L'homme tout en noir jette une poignée de terre détrempée sur les cercueils et le monde se met à pleurer. Quelle bande de crétins… comme si Hermione avait besoin de ça. Je la regarde s'avancer à son tour et en faire de même, la tête droite, elle semble plus attirée par le ciel couvert que par la terre qui va ensevelir le corps de ses parents.

Je crois que cette image restera à jamais gravée dans mon âme. Je hais les enterrements.
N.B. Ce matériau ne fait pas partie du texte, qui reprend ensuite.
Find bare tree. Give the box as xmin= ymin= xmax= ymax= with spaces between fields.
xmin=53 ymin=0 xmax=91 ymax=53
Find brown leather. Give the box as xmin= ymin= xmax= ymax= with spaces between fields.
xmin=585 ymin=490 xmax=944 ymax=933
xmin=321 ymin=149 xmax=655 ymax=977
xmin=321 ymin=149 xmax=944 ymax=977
Je hais les enterrements moldus. Pourquoi ont-ils besoin de nous montrer ça ? Celui de Dumbledore était moins dur à supporter… Je ne sais pas comment elle fait pour rester là, à les regarder jeter cette fichue terre et l'embrasser en lui racontant tous les mêmes choses… Tu es courageuse… Nom d'un Dragon, qu'est-ce que ça peut bien lui foutre d'être courageuse. Elle a perdu ses parents et on lui dit qu'elle est courageuse. A-t-elle le choix ?

Je reste là dans ce costume détrempé qui laisse apparaître le haut de mes chaussettes. Je reste là à pleurer maladroitement et en croyant que la pluie confond mes larmes. Oui je pleure. Et je défie quiconque de me dire que je n'ai aucune raison à cela. Il n'y a rien de plus insupportable que de voir son amie pleurer, rien de plus insupportable que de se dire que d'ici quelques jours, ce sera peut-être nous, debout là, regardant le corps de ses parents disparaîtrent de la surface de la terre, et recueillant d'un air faussement hypocrite les condoléances de ces gens que l'on ne connaît pas.

- Ron, il faut y aller !

Duncan a laissé tomber son parapluie pour venir me rejoindre et me tirer vers ce trou que la pluie vient agrandir peu à peu. Il a de la chance d'être le seul de cette famille à connaître mon prénom, quand je pense que sa petitesse me vaut cette allure de géant coincé dans les habits d'un enfant. Je le rattrape dans la file de ces gens et prend la peine de lui demander :

- Je dois faire quoi ?

- Tu prends de la terre bénite et tu l'as jette sur les cercueils.

Rien de bien compliqué n'est-ce pas ? Sauf lorsque l'on est la personne la plus maladroite du monde sorcier et moldu rassemblé. La file rétrécie et j'en profite pour tourner la tête derrière moi, histoire de sécher mes larmes et me rend compte que je suis le dernier. Les embrassades se font plus longues et je dois rester plus longtemps devant ce trou qui ne laisse plus rien filtrer des cercueils. Je ferme les yeux, prend cette terre et la laisse tomber sur les dépouilles de ces personnes qui finalement, je n'ai jamais connu. Et voilà le moment que je redoute tant.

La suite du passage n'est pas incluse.